PAR CES MOTIFS, La Chambre civile : A la forme : Déclare recevable l'appel interjeté le 12 avril 2018 par A______ contre le jugement JTPI/2852/2018 rendu le 20 février 2018 par le Tribunal de première instance dans la cause C/23496/2015-1. Au fond : Annule le chiffre 4 du dispositif de ce jugement et, statuant à nouveau sur ce point: Réserve à B______ un droit de visite sur le mineur D______, né le ______ 2004, à exercer, lors de chacun de ses passages à Genève, du samedi matin au dimanche soir, sur territoire suisse. Ordonne à B______ d'avertir, dans la mesure du possible, le curateur de surveillance et d'organisation du droit de visite quinze jours à l'avance de sa venue en Suisse.
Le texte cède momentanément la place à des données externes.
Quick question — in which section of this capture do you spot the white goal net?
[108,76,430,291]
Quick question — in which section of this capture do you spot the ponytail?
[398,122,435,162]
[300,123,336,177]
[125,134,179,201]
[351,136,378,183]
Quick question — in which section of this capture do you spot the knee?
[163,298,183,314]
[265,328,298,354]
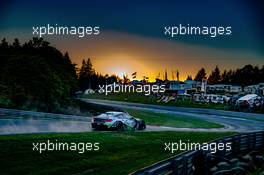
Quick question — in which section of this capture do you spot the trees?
[0,38,78,112]
[78,58,95,91]
[194,68,206,81]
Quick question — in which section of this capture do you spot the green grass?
[82,93,230,110]
[0,132,234,175]
[126,109,224,128]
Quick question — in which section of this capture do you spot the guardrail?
[131,131,264,175]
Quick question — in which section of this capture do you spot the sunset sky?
[0,0,264,80]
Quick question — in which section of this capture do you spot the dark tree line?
[194,65,264,86]
[0,38,78,111]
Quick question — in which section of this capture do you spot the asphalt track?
[81,99,264,132]
[0,99,264,135]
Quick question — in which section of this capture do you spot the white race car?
[92,112,146,131]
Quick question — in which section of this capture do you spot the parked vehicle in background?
[92,111,146,131]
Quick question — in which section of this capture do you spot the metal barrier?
[131,131,264,175]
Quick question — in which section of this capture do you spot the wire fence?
[131,131,264,175]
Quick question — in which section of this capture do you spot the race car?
[92,111,146,131]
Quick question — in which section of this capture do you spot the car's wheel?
[137,121,146,130]
[116,122,124,131]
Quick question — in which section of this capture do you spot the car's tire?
[138,121,146,130]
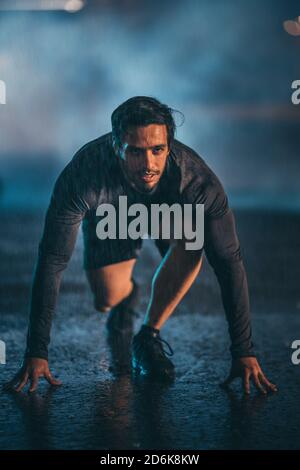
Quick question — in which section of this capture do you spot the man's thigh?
[86,258,136,312]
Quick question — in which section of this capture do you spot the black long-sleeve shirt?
[25,133,254,359]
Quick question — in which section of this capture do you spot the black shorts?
[82,221,170,270]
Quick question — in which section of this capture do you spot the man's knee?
[94,283,132,313]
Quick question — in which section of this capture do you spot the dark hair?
[111,96,182,151]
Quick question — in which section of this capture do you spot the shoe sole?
[132,360,175,381]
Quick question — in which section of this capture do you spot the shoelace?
[154,336,174,356]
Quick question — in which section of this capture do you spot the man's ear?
[112,137,119,155]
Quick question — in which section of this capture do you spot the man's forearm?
[25,246,66,359]
[205,210,254,357]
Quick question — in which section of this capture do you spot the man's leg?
[86,258,136,313]
[144,241,202,329]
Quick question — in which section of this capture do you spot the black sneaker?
[132,325,175,380]
[106,279,139,333]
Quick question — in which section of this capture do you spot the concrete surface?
[0,212,300,449]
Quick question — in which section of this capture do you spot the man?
[5,96,276,393]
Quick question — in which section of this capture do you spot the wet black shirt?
[25,133,254,359]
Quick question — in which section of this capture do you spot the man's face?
[115,124,169,192]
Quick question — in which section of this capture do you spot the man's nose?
[143,150,155,170]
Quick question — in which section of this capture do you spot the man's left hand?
[222,357,277,395]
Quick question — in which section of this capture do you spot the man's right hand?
[4,357,62,392]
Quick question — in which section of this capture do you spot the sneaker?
[132,325,175,380]
[106,279,139,333]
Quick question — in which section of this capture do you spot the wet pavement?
[0,212,300,450]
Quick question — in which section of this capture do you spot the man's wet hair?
[111,96,182,151]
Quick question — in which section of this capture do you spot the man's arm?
[25,160,89,359]
[204,200,255,358]
[204,180,277,394]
Autorise B______ à exercer deux fois par semaine des contacts téléphoniques avec D______, les mardis et jeudis à 19h30. Sur les frais : Arrête les frais judiciaires d'appel à 1'000 fr. et les met à la charge de B______. Condamne B______ à payer la somme de 1'000 fr. à l'Etat de Genève, soit pour lui les Services financiers du Pouvoir judiciaire. Dit que chaque partie supporte ses propres dépens d'appel. Siégeant : Monsieur Laurent RIEBEN, président; Monsieur Patrick CHENAUX, Madame Fabienne GEISINGER-MARIETHOZ, juges; Madame Sandra MILLET, greffière. Le président : Laurent RIEBEN

La greffière : Sandra MILLET

Indication des voies de recours :

Conformément aux art. 72 ss de la loi fédérale sur le Tribunal fédéral du 17 juin 2005 (LTF; RS 173.110), le présent arrêt peut être porté dans les trente jours qui suivent sa notification avec expédition complète (art. 100 al. 1 LTF) par-devant le Tribunal fédéral par la voie du recours en matière civile.

Le recours doit être adressé au Tribunal fédéral, 1000 Lausanne 14.